Berbagai macam keadilan diantaranya yaitu :
a.      Keadilan Legal atau Moral. Yaitu keadilan yang timbul dari dalam jiwa manusia itu sendiri.
b.      Keadilan Distributif. Yatu keadilan yang dapat terlaksana jika ada bukti yang membenarkannya.
c.       Keadilan Komunikatif. Yaitu keadilan yang mempunyai tujuan untuk menjaga komunikasi dan ketertiban dalam kehidupan bermasyarakat.

Kejujuran
Kejujuran adalah sifat yang terdapat di dalam diri hati manusia. Sesuatu bisa dikatakan jujur, yaitu apabila perkataan itu benar dan terdapat fakta-fakta atas perkataannya tersebut. Dan perkataanya dapat dipertanggungjawabkan di suatu hari nanti. Dalam agama islam, sebagai muslim kita diharuskan untuk bisa berkata jujur kepada setiap orang lain, bahkan diri sendiri. Karena kejujuran itu sangat pentig dan berharga, dan kejujuran pula adalah simbol dari kepercayaan orang lain.
Kecurangan
Kecurangan adalah sesuatu hal atau sifat yang buruk bagi manusia. Karena kecurangan bisa berdampak merugikan orang lain yang hanya menguntungkan untuk kepentingan dirinya sendiri. Contohnya adalah orang yang bermain catur. Pada saat dua orang sedang bermain catur, pasti keduanya ingin merasakan kemenangan. Tetapi pada saat satu orang diantara mereka ada yang merasa terkalahkan, tetapi orang tersebut tidak ingin kalah dari lawannya, terdapat sesuatu hal yang ingin ia lakukan. Ketika lawannya itu pergi sebentar untuk kebelakang, ternyata ia memindahkan bidak caturnya ke posisi yang ia inginkan agar bisa mendapatkan kemenangan. Nah perbuatan itulah yang dikatakan dengan kecurangan.
Seharusnya pada saat seseorang ingin menang atau mendapatkan sesuatu, berusahalah dengan semampunya untuk bisa mendapatkan apa yang ia inginkan. Jangan berbuat hal-hal dengan kecuraangan yang dapat merugikan orang lain demi kepentingan dirinya sendiri.
Seseorang dapat melakukan kecurangan dapat disebabkan dengan faktor-faktor diantara lainnya yaitu :
1.      Dikarenakan orang tersebut ingin unggul dari orang lain. Dan berusaha melakukan apapun untuk bisa melampauinya.

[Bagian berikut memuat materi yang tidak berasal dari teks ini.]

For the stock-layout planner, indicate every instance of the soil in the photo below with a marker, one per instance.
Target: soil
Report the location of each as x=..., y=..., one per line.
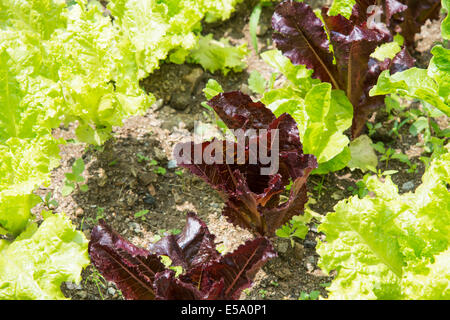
x=122, y=181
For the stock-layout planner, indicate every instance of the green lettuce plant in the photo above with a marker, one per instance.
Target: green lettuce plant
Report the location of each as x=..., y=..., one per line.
x=431, y=85
x=36, y=264
x=322, y=114
x=391, y=246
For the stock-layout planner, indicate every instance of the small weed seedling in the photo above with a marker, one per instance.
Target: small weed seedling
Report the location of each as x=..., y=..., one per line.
x=360, y=190
x=49, y=202
x=74, y=178
x=163, y=232
x=141, y=214
x=296, y=228
x=142, y=158
x=98, y=280
x=373, y=128
x=99, y=215
x=313, y=295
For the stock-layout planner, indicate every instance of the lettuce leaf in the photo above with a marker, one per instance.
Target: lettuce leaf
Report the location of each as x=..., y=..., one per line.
x=206, y=275
x=215, y=55
x=432, y=85
x=322, y=114
x=391, y=246
x=252, y=196
x=37, y=263
x=338, y=50
x=166, y=28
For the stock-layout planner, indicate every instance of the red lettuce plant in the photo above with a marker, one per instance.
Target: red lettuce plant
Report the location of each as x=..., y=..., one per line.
x=252, y=198
x=141, y=275
x=339, y=51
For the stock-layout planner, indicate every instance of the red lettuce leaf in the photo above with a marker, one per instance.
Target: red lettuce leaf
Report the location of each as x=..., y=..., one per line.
x=194, y=246
x=353, y=41
x=140, y=275
x=401, y=16
x=234, y=272
x=252, y=198
x=301, y=37
x=132, y=269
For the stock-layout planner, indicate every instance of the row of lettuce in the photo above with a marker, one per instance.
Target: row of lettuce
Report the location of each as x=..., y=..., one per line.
x=63, y=62
x=385, y=245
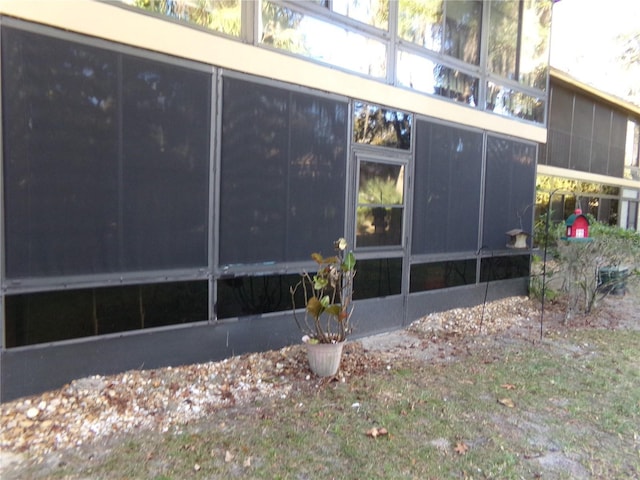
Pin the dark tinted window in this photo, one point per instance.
(165, 187)
(254, 295)
(375, 125)
(52, 316)
(504, 268)
(447, 189)
(432, 276)
(509, 190)
(105, 162)
(377, 278)
(283, 171)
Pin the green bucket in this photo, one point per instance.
(613, 280)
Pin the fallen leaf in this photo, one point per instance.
(507, 402)
(377, 432)
(461, 448)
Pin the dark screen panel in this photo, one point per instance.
(317, 174)
(43, 317)
(255, 136)
(559, 148)
(283, 164)
(106, 160)
(601, 139)
(165, 187)
(504, 268)
(616, 147)
(509, 190)
(60, 156)
(447, 189)
(581, 142)
(561, 109)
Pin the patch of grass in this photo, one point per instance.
(575, 400)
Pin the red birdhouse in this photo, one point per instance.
(577, 225)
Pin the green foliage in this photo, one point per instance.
(327, 296)
(575, 268)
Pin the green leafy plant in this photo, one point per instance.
(576, 269)
(328, 296)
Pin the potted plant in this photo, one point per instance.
(327, 297)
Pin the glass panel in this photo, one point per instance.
(165, 173)
(462, 30)
(377, 278)
(600, 140)
(254, 295)
(52, 316)
(509, 190)
(503, 38)
(222, 16)
(632, 145)
(535, 42)
(295, 32)
(561, 109)
(433, 276)
(504, 268)
(447, 189)
(371, 12)
(427, 76)
(421, 22)
(375, 125)
(60, 128)
(284, 170)
(380, 204)
(511, 103)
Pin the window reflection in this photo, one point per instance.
(420, 22)
(462, 30)
(375, 125)
(427, 76)
(302, 34)
(219, 15)
(371, 12)
(503, 38)
(512, 103)
(535, 39)
(380, 204)
(452, 28)
(506, 34)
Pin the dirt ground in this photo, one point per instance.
(39, 430)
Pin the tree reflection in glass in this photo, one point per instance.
(380, 204)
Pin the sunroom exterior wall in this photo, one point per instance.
(311, 108)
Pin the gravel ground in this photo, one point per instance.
(91, 409)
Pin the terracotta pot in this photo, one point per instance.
(324, 358)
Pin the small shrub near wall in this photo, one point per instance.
(575, 271)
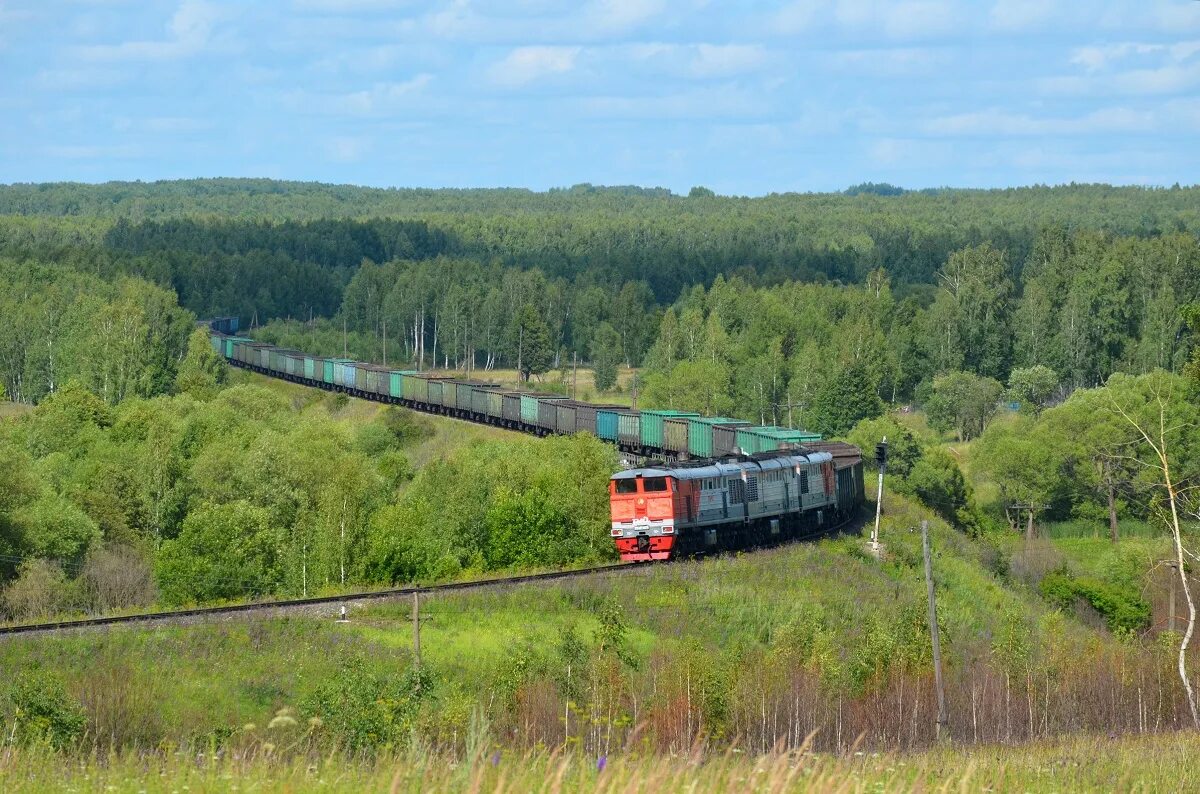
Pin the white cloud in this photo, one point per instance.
(724, 60)
(901, 19)
(379, 97)
(76, 79)
(162, 125)
(1015, 16)
(189, 32)
(525, 65)
(348, 149)
(1001, 122)
(725, 102)
(1096, 58)
(622, 14)
(348, 6)
(1143, 82)
(888, 62)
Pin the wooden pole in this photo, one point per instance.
(942, 719)
(1170, 611)
(417, 630)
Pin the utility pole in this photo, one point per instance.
(942, 717)
(417, 630)
(881, 458)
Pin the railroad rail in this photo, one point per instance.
(299, 605)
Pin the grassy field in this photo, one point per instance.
(750, 651)
(1164, 763)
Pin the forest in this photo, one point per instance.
(993, 313)
(1012, 346)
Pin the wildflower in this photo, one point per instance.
(282, 721)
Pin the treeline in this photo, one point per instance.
(826, 356)
(228, 492)
(616, 235)
(120, 338)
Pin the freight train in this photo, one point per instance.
(725, 483)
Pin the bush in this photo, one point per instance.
(41, 590)
(117, 576)
(1122, 609)
(363, 710)
(40, 709)
(939, 482)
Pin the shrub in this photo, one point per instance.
(361, 709)
(1121, 608)
(117, 576)
(40, 709)
(40, 590)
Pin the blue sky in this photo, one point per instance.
(744, 97)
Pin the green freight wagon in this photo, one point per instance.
(375, 379)
(331, 370)
(629, 428)
(313, 368)
(587, 415)
(721, 437)
(753, 440)
(493, 402)
(531, 408)
(228, 343)
(547, 413)
(396, 383)
(417, 389)
(511, 407)
(652, 426)
(465, 394)
(609, 423)
(675, 434)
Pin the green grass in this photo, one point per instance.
(723, 641)
(1162, 763)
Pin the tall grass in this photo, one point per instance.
(1084, 764)
(1099, 529)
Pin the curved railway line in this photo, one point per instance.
(330, 606)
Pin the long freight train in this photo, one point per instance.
(727, 483)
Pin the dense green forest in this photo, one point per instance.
(823, 311)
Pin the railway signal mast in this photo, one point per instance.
(881, 458)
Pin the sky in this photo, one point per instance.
(744, 97)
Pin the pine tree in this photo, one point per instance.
(845, 399)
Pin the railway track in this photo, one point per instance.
(318, 603)
(309, 605)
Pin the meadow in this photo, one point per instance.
(1091, 763)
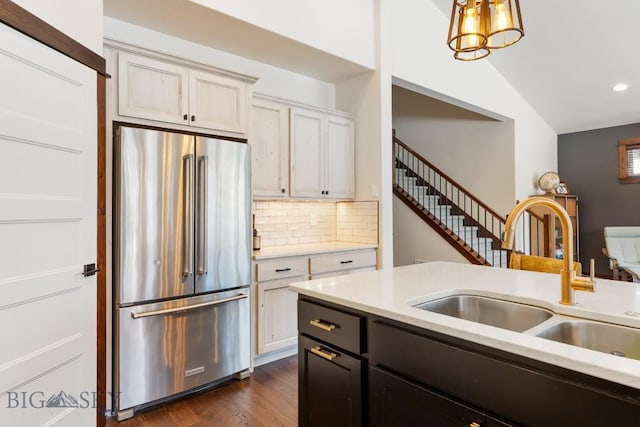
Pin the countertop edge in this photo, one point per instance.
(597, 364)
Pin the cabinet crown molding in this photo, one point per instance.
(153, 54)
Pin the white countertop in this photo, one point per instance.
(393, 292)
(309, 249)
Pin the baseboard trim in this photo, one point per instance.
(262, 359)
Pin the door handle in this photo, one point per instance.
(90, 270)
(322, 325)
(187, 191)
(322, 353)
(189, 308)
(203, 171)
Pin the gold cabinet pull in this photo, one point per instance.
(322, 325)
(324, 354)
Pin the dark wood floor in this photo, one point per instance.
(269, 397)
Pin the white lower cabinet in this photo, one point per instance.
(339, 263)
(277, 314)
(277, 326)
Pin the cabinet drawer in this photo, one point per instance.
(330, 386)
(343, 261)
(281, 269)
(485, 381)
(338, 328)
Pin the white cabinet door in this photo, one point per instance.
(322, 155)
(217, 102)
(339, 160)
(269, 139)
(48, 122)
(277, 314)
(151, 89)
(307, 153)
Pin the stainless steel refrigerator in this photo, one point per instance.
(182, 269)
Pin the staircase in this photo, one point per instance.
(469, 225)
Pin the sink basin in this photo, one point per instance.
(603, 337)
(489, 311)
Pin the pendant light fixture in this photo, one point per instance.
(478, 26)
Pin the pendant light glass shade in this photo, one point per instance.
(506, 24)
(477, 26)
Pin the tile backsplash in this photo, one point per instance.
(357, 222)
(293, 222)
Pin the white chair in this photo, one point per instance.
(623, 251)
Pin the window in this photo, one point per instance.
(629, 161)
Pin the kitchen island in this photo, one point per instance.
(386, 362)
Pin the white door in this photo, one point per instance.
(307, 153)
(47, 233)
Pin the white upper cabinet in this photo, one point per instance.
(150, 89)
(307, 153)
(269, 141)
(162, 91)
(217, 102)
(322, 155)
(339, 157)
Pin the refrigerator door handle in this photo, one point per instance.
(188, 308)
(187, 248)
(203, 169)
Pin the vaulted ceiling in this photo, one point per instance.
(573, 53)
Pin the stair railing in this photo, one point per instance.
(442, 193)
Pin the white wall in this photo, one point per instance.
(421, 56)
(369, 97)
(474, 150)
(413, 239)
(271, 80)
(342, 28)
(79, 19)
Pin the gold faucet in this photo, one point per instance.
(568, 279)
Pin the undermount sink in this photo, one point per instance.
(489, 311)
(616, 340)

2.      Tidak percaya diri akan kemampuan dirinya sendiri.
Pengertian Nama Baik
Nama baik adalah pandangan atas sikap dan perilaku baik tanpa pamrih yang dapat dinilai oleh orang lain atas si pemilik nama tersebut. Dan pemilik nama tersebut mempunyai kehormatan untuk menjaga nama baiknya itu. Sikap dan perilaku tersebut dapat dilihat dari kebersamaan orang tersebut untuk tolong menolong dalam kehidupan bermasyarakat.
Pemulihan Nama Baik
Nama baik yang dimiliki oleh seseorang dapat tercoreng atau ternodai jika orang tersebut melakukan sesuatu yang dapat meresahkan masyarakat. Tetapi orang itu dapat memulihkan nama baiknya itu kembali dengan tidak melakukan hal yang tidak baik atau hal yang dapat meresahkan masyarakat dan membuktikan kepada masyarakat tersebut bahwa ia tidak akan mengulang kembali hal tersebut.
Pembalasan
Dalam setiap perbuatan pasti ada balasannya. Baik kita melakukan hal yang baik maupun perbuatan hal yang buruk. Di dalam agama islam pun dikenal dengan yang namanya yawmul jaza, yaitu hari pembalasan. Dimana nanti semua amal perbuatan manusia akan mendapatkan balasan atau ganjarannya atas apa yang telah ia perbuat.